Ramos-Martín V, Paulus S, Siner S, Scott E, Padmore K, Newland P, Drew R J, Felton T W, Docobo-Pérez F, Pizer B, Pea F, Peak M, Turner M A, Beresford M W, Hope W W
Department of Women's and Children's Health, Institute of Translational Medicine, University of Liverpool, Liverpool, United Kingdom Molecular and Clinical Pharmacology Department, Institute of Translational Medicine, University of Liverpool, Liverpool, United Kingdom.
Alder Hey Children's NHS Foundation Trust, Liverpool, United Kingdom.
Antimicrob Agents Chemother. 2014 Nov;58(11):6920-7. doi: 10.1128/AAC.03685-14. Epub 2014 Sep 15.
Teicoplanin is frequently administered to treat Gram-positive infections in pediatric patients. However, not enough is known about the pharmacokinetics (PK) of teicoplanin in children to justify the optimal dosing regimen. The aim of this study was to determine the population PK of teicoplanin in children and evaluate the current dosage regimens. A PK hospital-based study was conducted. Current dosage recommendations were used for children up to 16 years of age. Thirty-nine children were recruited. Serum samples were collected at the first dose interval (1, 3, 6, and 24 h) and at steady state. A standard 2-compartment PK model was developed, followed by structural models that incorporated weight. Weight was allowed to affect clearance (CL) using linear and allometric scaling terms. The linear model best accounted for the observed data and was subsequently chosen for Monte Carlo simulations. The PK parameter medians/means (standard deviation [SD]) were as follows: CL, [0.019/0.023 (0.01)] × weight liters/h/kg of body weight; volume, 2.282/4.138 liters (4.14 liters); first-order rate constant from the central to peripheral compartment (Kcp), 0.474/3.876 h(-1) (8.16 h(-1)); and first-order rate constant from peripheral to central compartment (Kpc), 0.292/3.994 h(-1) (8.93 h(-1)). The percentage of patients with a minimum concentration of drug in serum (Cmin) of <10 mg/liter was 53.85%. The median/mean (SD) total population area under the concentration-time curve (AUC) was 619/527.05 mg · h/liter (166.03 mg · h/liter). Based on Monte Carlo simulations, only 30.04% (median AUC, 507.04 mg · h/liter), 44.88% (494.1 mg · h/liter), and 60.54% (452.03 mg · h/liter) of patients weighing 50, 25, and 10 kg, respectively, attained trough concentrations of >10 mg/liter by day 4 of treatment.
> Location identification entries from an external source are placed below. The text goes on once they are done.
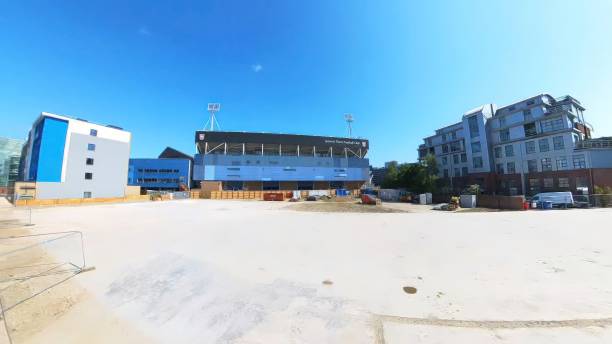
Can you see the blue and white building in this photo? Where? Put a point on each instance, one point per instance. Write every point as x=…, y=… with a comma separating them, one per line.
x=171, y=171
x=73, y=158
x=263, y=161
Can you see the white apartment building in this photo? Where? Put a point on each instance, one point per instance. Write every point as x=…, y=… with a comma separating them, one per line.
x=539, y=135
x=73, y=158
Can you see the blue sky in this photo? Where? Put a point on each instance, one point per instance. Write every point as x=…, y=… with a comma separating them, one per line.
x=402, y=68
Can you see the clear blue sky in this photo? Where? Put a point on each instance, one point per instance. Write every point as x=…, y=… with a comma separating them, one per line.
x=402, y=68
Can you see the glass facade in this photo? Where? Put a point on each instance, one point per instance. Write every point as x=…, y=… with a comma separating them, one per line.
x=10, y=154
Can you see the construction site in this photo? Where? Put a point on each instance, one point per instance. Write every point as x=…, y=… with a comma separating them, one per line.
x=249, y=271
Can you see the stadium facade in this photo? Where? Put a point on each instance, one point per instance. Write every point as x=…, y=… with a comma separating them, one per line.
x=263, y=161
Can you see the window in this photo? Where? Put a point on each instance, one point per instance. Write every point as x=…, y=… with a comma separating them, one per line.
x=497, y=151
x=558, y=143
x=530, y=147
x=549, y=183
x=532, y=166
x=476, y=148
x=579, y=161
x=544, y=147
x=499, y=168
x=473, y=125
x=552, y=125
x=504, y=135
x=561, y=163
x=510, y=167
x=530, y=129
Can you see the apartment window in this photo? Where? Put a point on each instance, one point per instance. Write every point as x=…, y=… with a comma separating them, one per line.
x=532, y=165
x=499, y=168
x=510, y=167
x=530, y=129
x=561, y=163
x=549, y=183
x=579, y=161
x=544, y=147
x=473, y=125
x=581, y=182
x=530, y=147
x=504, y=135
x=552, y=125
x=476, y=148
x=497, y=152
x=558, y=143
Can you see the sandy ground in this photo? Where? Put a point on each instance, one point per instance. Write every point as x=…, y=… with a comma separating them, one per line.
x=199, y=271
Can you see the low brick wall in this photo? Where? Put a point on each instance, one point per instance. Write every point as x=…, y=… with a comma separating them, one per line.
x=500, y=202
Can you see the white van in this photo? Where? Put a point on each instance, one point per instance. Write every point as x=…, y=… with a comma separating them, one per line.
x=558, y=199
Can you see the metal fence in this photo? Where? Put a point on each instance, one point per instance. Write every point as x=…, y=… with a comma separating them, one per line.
x=597, y=201
x=31, y=265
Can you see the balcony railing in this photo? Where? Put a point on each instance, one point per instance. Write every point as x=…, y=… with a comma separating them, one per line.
x=587, y=144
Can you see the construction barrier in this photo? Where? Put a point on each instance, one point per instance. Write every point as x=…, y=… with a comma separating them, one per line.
x=500, y=202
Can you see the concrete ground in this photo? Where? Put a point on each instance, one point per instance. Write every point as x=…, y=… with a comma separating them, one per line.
x=200, y=271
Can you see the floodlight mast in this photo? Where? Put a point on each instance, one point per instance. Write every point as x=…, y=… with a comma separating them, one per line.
x=349, y=120
x=210, y=124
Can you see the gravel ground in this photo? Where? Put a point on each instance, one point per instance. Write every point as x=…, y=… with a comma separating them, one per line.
x=260, y=272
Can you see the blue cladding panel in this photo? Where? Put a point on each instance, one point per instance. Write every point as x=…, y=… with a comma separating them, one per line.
x=50, y=152
x=159, y=173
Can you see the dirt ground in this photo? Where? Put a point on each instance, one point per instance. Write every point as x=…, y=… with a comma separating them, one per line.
x=267, y=272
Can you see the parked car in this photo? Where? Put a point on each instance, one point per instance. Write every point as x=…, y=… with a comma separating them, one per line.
x=557, y=199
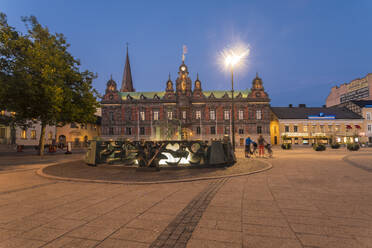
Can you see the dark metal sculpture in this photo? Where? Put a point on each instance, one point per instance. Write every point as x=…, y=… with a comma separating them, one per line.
x=150, y=153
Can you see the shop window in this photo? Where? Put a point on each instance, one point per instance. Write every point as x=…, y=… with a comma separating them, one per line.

The teicoplanin population PK is highly variable in children, with a wider AUC distribution spread than for adults. Therapeutic drug monitoring should be a routine requirement to minimize suboptimal concentrations. (This trial has been registered in the European Clinical Trials Database Registry [EudraCT] under registration number 2012-005738-12.).
替考拉宁常用于治疗儿科患者的革兰氏阳性菌感染。然而,关于替考拉宁在儿童体内的药代动力学(PK),目前了解不足,难以确定最佳给药方案。本研究旨在确定替考拉宁在儿童群体中的药代动力学特征,并评估当前的给药方案。开展了一项基于医院的药代动力学研究。对于16岁及以下儿童,采用当前的剂量推荐。招募了39名儿童。在首个给药间隔(1、3、6和24小时)以及稳态时采集血清样本。建立了标准的二室药代动力学模型,随后构建了纳入体重的结构模型。使用线性和异速生长比例项使体重影响清除率(CL)。线性模型最能解释观察到的数据,随后被选用于蒙特卡洛模拟。药代动力学参数的中位数/均值(标准差[SD])如下:CL,[0.019/0.023(0.01)]×体重升/小时/千克体重;容积,2.282/4.138升(4.14升);从中央室到周边室的一级速率常数(Kcp),0.474/3.876小时-1(8.16小时-1);以及从周边室到中央室的一级速率常数(Kpc),0.292/3.994小时-1(8.93小时-1)。血清中药物最低浓度(Cmin)<10毫克/升的患者比例为53.85%。浓度-时间曲线下的总体人群面积(AUC)中位数/均值(SD)为619/527.05毫克·小时/升(166.03毫克·小时/升)。基于蒙特卡洛模拟,体重50、25和10千克的患者中,分别只有30.04%(AUC中位数,507.04毫克·小时/升)、44.88%(494.1毫克·小时/升)和60.54%(452.03毫克·小时/升)在治疗第4天达到谷浓度>10毫克/升。替考拉宁在儿童群体中的药代动力学差异很大,AUC分布范围比成人更宽。应常规进行治疗药物监测,以尽量减少浓度不理想的情况。(本试验已在欧洲临床试验数据库注册[EudraCT],注册号为2012 - 005738 - 12。)